The Government of Norway announces
[April 16], the Ministry of Culture announced a national FM-switch off, to complete the transition to digital radio. Norway is making [a] historical move into a new radio era, being the first country in the world to decide upon an analogue switch-off for all major radio channels. With DAB (Digital Audio Broadcasting) and digital radio, listeners will be provided with more radio channels and greater diversity in content.
[...]The DAB-coverage in Norway now exceeds FM-coverage. DAB provides Norway with 22 national channels, as opposed to five channels transmitting nationwide on FM.
[...]Switch-off starts in Nordland county 11th January 2017 and ends with the northernmost counties Troms and Finnmark [13th December] 2017.
Official announcement in Norwegian. Also covered at Ars Technica.

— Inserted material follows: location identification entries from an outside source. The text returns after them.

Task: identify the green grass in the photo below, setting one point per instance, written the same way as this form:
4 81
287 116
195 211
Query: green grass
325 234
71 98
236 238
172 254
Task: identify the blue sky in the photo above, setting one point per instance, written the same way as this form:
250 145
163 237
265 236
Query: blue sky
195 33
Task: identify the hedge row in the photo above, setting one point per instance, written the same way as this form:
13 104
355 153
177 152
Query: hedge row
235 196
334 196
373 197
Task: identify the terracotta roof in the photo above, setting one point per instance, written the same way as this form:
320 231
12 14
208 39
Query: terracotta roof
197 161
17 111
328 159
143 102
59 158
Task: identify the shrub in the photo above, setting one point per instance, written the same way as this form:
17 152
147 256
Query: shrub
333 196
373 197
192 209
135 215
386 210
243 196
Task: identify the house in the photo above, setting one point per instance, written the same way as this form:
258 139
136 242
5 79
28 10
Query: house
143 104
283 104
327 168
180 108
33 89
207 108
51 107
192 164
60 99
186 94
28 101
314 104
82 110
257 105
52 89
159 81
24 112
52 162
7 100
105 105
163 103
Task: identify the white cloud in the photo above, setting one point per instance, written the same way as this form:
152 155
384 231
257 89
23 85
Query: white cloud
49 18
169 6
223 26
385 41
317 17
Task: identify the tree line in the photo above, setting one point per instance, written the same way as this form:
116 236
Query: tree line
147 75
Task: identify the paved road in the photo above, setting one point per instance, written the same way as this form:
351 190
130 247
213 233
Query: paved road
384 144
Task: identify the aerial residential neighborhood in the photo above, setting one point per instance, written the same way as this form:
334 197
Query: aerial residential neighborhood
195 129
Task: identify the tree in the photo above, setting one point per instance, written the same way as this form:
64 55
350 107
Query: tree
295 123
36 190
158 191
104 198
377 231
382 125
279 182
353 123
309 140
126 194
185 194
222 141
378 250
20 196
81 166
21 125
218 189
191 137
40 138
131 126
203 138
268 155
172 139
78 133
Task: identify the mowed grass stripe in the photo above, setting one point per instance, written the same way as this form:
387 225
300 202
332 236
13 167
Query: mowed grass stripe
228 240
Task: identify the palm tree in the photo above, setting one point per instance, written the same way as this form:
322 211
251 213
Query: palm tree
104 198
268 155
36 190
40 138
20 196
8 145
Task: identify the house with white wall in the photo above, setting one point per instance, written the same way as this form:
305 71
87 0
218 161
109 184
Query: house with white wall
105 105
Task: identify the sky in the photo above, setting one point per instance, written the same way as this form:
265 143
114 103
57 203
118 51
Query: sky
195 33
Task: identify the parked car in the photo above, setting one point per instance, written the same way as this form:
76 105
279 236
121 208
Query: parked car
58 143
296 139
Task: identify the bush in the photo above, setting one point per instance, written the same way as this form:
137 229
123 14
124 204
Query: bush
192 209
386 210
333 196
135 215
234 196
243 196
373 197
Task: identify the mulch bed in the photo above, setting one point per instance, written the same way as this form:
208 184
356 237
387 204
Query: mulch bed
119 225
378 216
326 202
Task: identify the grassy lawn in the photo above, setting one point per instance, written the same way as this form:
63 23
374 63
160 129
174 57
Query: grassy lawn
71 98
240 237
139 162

(Score: 1, Interesting) by Anonymous Coward on Tuesday April 21 2015, @08:03PM
Sounds like the GGP is thinking of ATSC in the USA.

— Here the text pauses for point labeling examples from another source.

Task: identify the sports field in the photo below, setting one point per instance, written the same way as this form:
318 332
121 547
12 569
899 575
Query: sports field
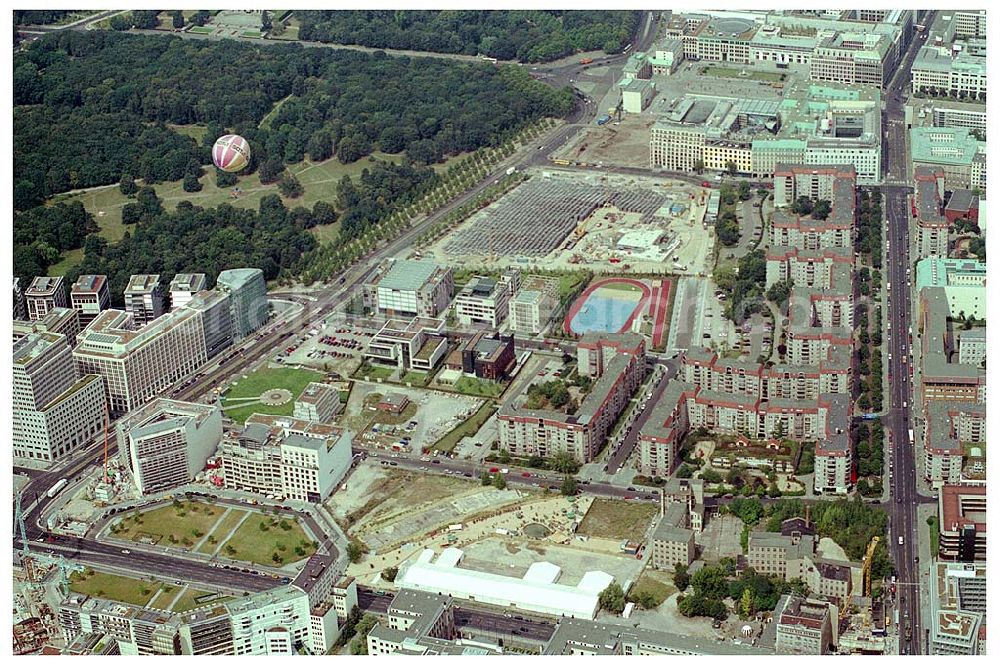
250 394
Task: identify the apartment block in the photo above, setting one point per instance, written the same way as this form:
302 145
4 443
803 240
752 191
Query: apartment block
184 286
55 411
137 365
408 288
145 299
618 363
962 521
90 296
166 443
44 294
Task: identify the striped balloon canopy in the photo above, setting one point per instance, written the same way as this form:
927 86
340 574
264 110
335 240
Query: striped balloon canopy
231 153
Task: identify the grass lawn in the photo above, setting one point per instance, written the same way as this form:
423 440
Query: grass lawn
617 519
416 378
468 427
179 522
479 387
262 380
655 590
110 586
253 544
731 73
189 600
222 530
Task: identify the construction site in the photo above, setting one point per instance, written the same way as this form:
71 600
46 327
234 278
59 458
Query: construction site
565 219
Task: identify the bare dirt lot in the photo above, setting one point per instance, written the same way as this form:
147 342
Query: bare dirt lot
625 144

Back when the switchover from NTSC happened, in sci.electronics.design we had a guy that lived in the mountains who noted that if a plane flew over he would lose 5 minutes of his movie.
(ATSC has essentially zero tolerance for multipath.)

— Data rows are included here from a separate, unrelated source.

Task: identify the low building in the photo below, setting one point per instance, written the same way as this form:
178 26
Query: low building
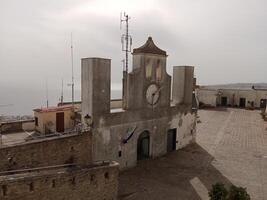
235 97
54 119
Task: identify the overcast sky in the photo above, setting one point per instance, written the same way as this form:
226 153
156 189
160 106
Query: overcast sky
225 40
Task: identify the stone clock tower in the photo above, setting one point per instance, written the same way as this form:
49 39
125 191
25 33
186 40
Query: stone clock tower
148 85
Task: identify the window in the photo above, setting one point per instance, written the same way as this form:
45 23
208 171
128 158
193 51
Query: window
31 187
53 183
73 181
4 188
148 69
158 72
106 175
36 121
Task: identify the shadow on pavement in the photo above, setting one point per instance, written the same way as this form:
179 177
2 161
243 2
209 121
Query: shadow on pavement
169 177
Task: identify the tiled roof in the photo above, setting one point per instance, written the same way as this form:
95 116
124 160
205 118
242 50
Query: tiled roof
150 47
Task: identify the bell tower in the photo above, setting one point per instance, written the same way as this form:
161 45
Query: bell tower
148 84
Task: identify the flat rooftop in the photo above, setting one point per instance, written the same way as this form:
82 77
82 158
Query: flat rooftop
231 148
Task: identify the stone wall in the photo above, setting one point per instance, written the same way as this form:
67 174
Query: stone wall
207 98
17 126
90 183
113 129
55 150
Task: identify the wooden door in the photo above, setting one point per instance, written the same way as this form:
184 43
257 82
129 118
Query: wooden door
171 140
60 122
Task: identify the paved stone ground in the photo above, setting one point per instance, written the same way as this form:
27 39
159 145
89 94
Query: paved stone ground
231 148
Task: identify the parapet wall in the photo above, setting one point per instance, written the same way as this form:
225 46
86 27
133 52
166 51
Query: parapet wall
74 148
17 126
90 183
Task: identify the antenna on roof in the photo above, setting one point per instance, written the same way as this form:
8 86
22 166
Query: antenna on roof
72 76
126 39
61 98
46 90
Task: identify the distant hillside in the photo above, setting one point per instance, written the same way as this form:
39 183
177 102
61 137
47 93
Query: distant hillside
237 86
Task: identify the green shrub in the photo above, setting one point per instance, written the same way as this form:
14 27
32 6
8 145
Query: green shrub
238 193
218 192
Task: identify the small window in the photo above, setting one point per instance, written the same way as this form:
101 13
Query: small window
36 121
53 183
148 69
31 187
92 178
4 188
158 72
73 181
106 175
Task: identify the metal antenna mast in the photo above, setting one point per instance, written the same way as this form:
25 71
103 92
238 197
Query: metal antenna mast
126 39
126 43
46 88
72 76
61 98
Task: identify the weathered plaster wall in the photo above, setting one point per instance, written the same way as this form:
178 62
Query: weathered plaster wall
50 151
207 97
46 118
90 183
108 137
17 126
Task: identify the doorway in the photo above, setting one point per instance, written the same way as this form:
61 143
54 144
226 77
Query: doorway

If clouds rolled in, he would lose the rest of the evening's broadcasts.
Other folks in remote areas that could previously get snowy reception now got nothing.
Ones and zeros are great--as long as your ones are all above the logic threshold.
The protocol the USA adopted seems to have been chosen by the cable TV industry.
Now, it wouldn't surprise me a bit if digital radio in the USA has been done just as badly as TV was.